The new hotel has transformed the building’s iconic and scenic rooftop into a lush and view-filled urban oasis with the arrival of Harriet’s Toronto. The upscale Japanese spot features an open concept sushi bar, expertly made cocktails, and tailored poolside bottle service rituals in the bustling summer months. With low key live music and nightly DJs, this intimate gathering place has already become a quick go-to for the afterwork set and local tastemakers.
Downstairs, casual day-to-night indoor and outdoor restaurant 1 Kitchen Toronto serves up cold-pressed juices, plant-based dishes, and sustainably harvested fish and proteins. Here, all food ingredients are sourced from within a 50-kilometre radius. Meanwhile, at the hotel’s lobby bar Flora, well-heeled guests sip cocktails and mingle in a lush garden environment with a cozy fireplace, communal tables, and lounge spaces.
W Hotel Toronto
Come spring, Toronto will also see the addition of its first W Hotel when the highly anticipated 416 location finally opens for business. The 254-room (including 30 suites), eleven-storey hotel takes over the shuttered Bloor Yorkville Marriott Hotel (90 Bloor Street East), a long-time often overlooked Yorkville option compared to the neighbourhood’s shinier and more luxurious hotels. The 1974-built building’s $40-million makeover — which began July 2019 — includes things like a top-of-the-line 3,300-square-foot fitness facility (which will be open 24/7), 4,800-square-feet of stylish meeting and event space, and an immersive glass atrium.

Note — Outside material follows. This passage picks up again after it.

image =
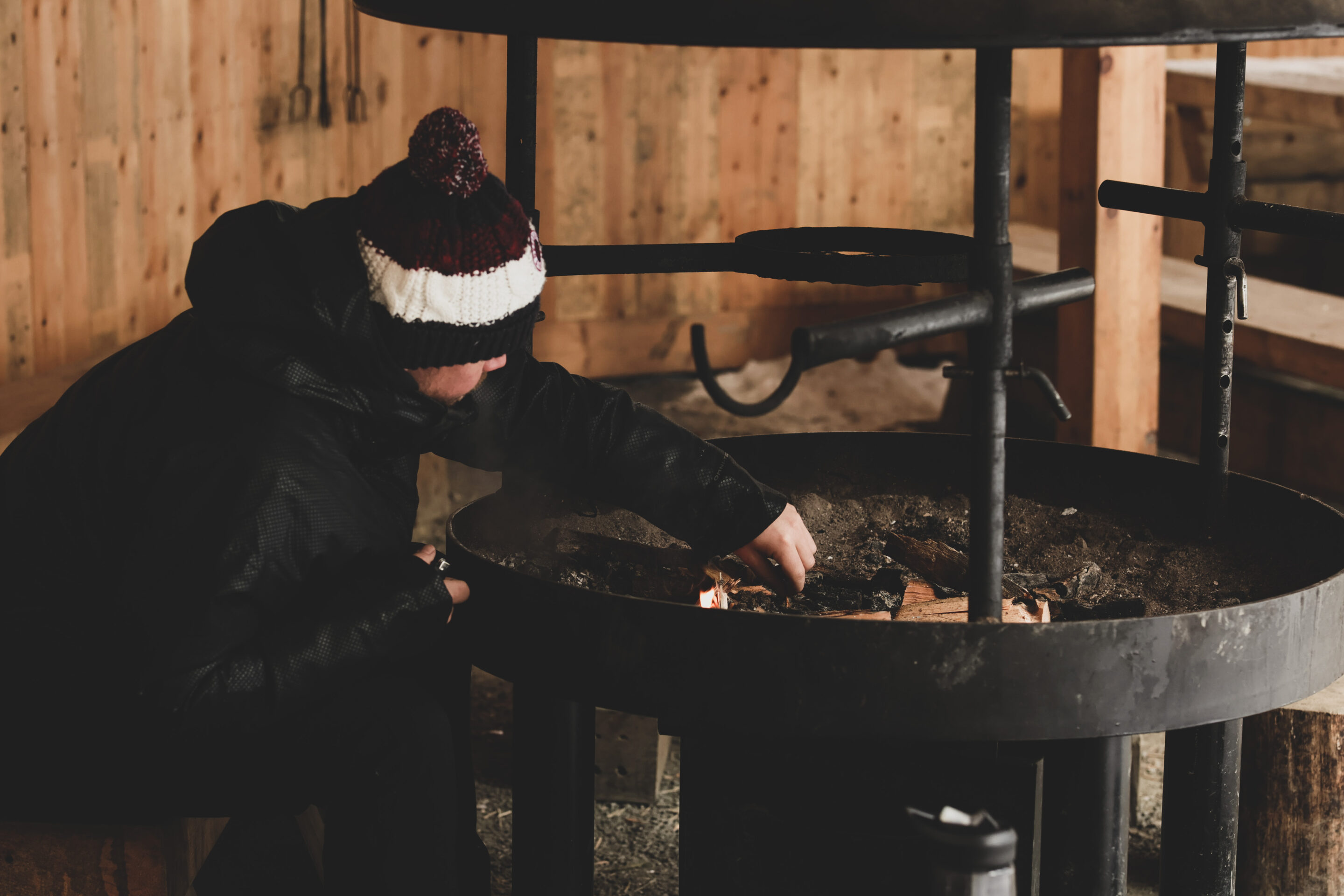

But the star of the show for many at the W Toronto will undoubtedly be the breezy Rooftop Bar & Restaurant that overlooks Bloor Street and the city beyond. Here, guests can expect Mediterranean and Middle Eastern-inspired late-night eats and Vermouth and Amaro-centric cocktails — and no shortage of people watching, naturally.
Toronto’s recent hotel renaissance comes in the wake of other pre-pandemic hotel news, like the 2018 arrival of the sophisticated Hotel X (and its stunning pool over looking Lake Ontario) and a complete overhaul of the iconic Royal York Hotel that saw its history-rich lobby completely reimagined in 2019.
As we move into the warmer months and pandemic restrictions loosen further, it’s safe to assume that these Toronto hotels — old and new — will have no shortage of local and tourist guests to fill their fresh new spaces.